If you planned to stay in the home long term (20 years or more), I would strongly encourage you to accelerate the mortgage payoff. Being debt free is one of the best financial moves any middle income family can do in preparation for retirement. However, it sounds like you may end up moving in the relative near future so I recommend accumulating cash for exactly the reason you cited - flexibility. You have a lot of immediate priorities and cash is always at a premium to help meet those priorities. Putting more into the house may make sense purely from a financial perspective (earning slightly more on your money), but getting that money out in the case of an emergency or an opportunity may not be as easy as you think. Other than setting up a separate account that is off limits, I cannot help with the financial discipline part of the equation where the cash you accumulate may get spent on non-priority items along the way.
It sure sounds nice to me, and I like your reasoning of sinking money into the house if you think you want to eventually move, since that equity will help you with the new down payment.

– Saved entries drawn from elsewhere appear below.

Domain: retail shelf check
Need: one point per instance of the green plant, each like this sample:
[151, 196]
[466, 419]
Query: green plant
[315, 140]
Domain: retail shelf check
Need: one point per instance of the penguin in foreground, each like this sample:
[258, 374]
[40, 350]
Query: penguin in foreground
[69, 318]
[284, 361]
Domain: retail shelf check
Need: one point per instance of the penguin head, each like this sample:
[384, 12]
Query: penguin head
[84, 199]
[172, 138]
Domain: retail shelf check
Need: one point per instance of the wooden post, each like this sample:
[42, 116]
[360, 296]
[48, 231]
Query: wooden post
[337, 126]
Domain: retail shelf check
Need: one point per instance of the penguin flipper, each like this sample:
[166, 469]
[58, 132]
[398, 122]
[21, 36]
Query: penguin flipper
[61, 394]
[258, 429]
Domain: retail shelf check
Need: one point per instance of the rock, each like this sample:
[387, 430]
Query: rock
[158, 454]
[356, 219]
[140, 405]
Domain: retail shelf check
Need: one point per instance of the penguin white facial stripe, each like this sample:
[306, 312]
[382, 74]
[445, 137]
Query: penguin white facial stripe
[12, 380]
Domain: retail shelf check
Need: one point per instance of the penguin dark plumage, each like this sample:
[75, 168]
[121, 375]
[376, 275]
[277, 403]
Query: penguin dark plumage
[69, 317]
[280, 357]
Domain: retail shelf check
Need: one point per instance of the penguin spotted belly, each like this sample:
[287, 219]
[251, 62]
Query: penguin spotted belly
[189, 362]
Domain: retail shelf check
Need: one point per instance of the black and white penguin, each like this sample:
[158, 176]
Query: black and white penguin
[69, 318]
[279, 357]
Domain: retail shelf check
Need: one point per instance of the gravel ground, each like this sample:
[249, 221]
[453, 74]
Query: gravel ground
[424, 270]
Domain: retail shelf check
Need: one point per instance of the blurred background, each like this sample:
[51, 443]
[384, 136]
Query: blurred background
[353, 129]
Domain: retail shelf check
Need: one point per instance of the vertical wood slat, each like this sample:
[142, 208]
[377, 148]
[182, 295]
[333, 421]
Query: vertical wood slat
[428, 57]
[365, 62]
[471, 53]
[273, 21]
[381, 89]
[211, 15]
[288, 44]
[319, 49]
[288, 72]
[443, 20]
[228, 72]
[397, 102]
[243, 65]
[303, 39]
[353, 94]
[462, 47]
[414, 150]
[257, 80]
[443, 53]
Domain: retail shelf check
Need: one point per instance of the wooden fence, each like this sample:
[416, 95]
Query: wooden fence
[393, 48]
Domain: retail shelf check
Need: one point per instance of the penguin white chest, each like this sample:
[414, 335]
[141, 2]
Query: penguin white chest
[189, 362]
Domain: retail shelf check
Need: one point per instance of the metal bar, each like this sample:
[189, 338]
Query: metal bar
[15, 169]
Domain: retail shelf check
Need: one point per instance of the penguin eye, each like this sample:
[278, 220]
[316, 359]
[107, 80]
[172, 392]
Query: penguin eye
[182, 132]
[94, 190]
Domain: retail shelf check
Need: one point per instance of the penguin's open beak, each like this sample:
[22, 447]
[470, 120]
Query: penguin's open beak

However, in our situation, where we don’t envision moving for at least 10 years (and at that point, if we still like the neighborhood as we anticipate, we’re more likely to just renovate and stay), I’m sticking with just a bit over the minimum payment. Here was one of the deciding factors for me: we’re not saving a ton for the kids’ college, and the retirement accounts are NOT considered in financial aid calculations. The house asset IS. So you work hard to pay down your mortgage and the financial aid folks ask you to take out a NEW mortgage to help you pay for your kids’ college! No thanks.
Kind of convoluted reasoning, I know. But it’s all part of the package for me. We don’t plan on paying for all of the kids college, but I would like to help with some. It’s just weird how the financial aid formulas affect our savings…(thankfully they’re being very reasonable with the 529 accounts)…
Clearly you ran the math, and it doesn’t make sense, why indulge in the fantasy of not owing the bank?
My wife prefers the thinking that kara expresses in her last paragraph. In 2005, 2006 & 2007 that really bothered me because our retirement savings plan was returning far more than our mortgage interest rate. This year, paying extra on the mortgage doesn’t seem so bad, because our retirement savings have given up a lot of the gains from prior years.
I think the best thing to do is what makes you feel better. If matt is solely measuring based on the analytics, he knows his answer. For my wife, watching the principal fall every month is not only rewarding, but adds to her piece of mind - knowing she could handle the mortgage alone, should something happen to me. To her that is more valuable than watching the retirement balance rise.
Don’t forget that you pay tax on your high-interest savings earnings, so that rate is actually lower, too.
I’m a Dave Ramsey fan, so I see paying off the mortgage early as a step I hope to reach eventually. He says that it makes sense to pre-pay after you’ve eliminated all other debt and are saving substantially for retirement and kids’ college. I think that while putting the same money into investments is likely to have a higher result, prepaying a mortgage might psychologically influence greater saving because it will always lower the principle owed.
Individuals who are able to save are advised to allocate a portion of their invest assets to different asset classes; at a minimum equities and non equities (usually bonds). When I had a mortgage I always keep my eye in the interest rates being paid on short-mid term CDs. When interest rates on CD’s were low, I would make an additional mortgage payment. I felt that by doing so I was investing in the non equities portion of my asset allocation. I realize that such an investment may tie up one’s funds for years. In a situation like yours, however, you might compare the yield on a 3-5 year CD to your mortage rate and invest accordingly. Our goal was to pay off our mortgage before our two daughters started college. Your goal may be different, a new house, but you still should look for the best return on investment for non tax deferred savings.